An insured may not recover the costs of replacing property under the RCV policy provisions until the insured actually replaces the property. Diamond v. Ins. Co. of North America (1968) 267 Cal. App. 2nd 415. Nonetheless, most policies allow the insured to first recover on an ACV basis and later claim the RCV benefits by satisfying the conditions of coverage (e.g., repair or replacement within a specified number of days following the loss).

RCV coverage does not require the insured to replace the damaged property at the same location; an insured may recover RCV benefits for damage to his home by purchasing another home at another location. Conway v. Farmer’s Home Mut. Ins. Co. (1994) 26 Cal. App. 4th 1185.

Moreover, absent a specific policy provision, an insured is not entitled to compensation for the cost of complying with new building codes.

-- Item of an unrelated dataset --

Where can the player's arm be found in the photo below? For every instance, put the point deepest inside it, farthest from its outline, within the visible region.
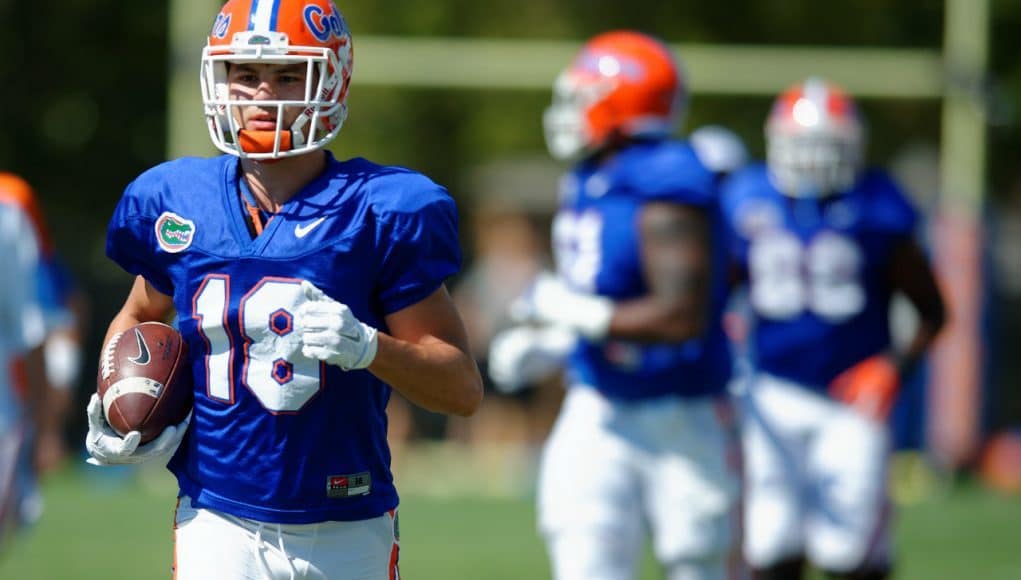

In McCorkle v. State Farm Ins. Co. (1990) 221 Cal. App. 3rd 610, the insureds filed a lawsuit based on the insurer’s refusal to pay for the full costs of replacing a destroyed garage with one with a concrete floor, as required by modern building codes. The original garage had a wooden floor, and the insurer tendered the costs of reconstruction of the garage with the wooden floor, and refused to pay for the upgrade costs. The Courts of Appeal held that the insurer did not breach its policy obligations by refusing to pay the additional costs necessary to comply with building codes, because the loss settlement clause limited coverage to replacement using “equivalent” construction. In so ruling, the court noted that the purpose of fire insurance is “to compensate for the actual loss sustained, not to place the insured in a better position than he or she was before the fire.” (221 Cal. App. 3rd at 614-615).

Similar results were reached in Breshears v. Indiana Lumbermen’s Mut. Ins. Co. of Indianapolis, Indiana (1967) 256 Cal. App. 2nd 245, and Bischel v. Fire Ins. Exchange (1991) 1 Cal. App. 4th 1168. But insurers must make certain disclosures if a policy does not cover building code upgrades. Under Insurance Code Section 10103, insurers must furnish policyholders the statement in at least 10 point type: “THIS POLICY DOES NOT INCLUDE BUILDING CODE UPGRADE COVERAGE.”

An open issue that remains is whether an insurer is entitled to subtract depreciation and deferred maintenance costs from a loss. Several cases suggest that an insurer may not deduct such costs, at least where the policy does not clearly give the insurer the right to do so. Continental Ins. Co. v. Dunn (9th Cir. 1955) 226 Fed. 2nd 471, 473; Hughes v. Potomac Ins. Co. of District of Colombia (1962) 199 Cal. App. 2nd 239, 252.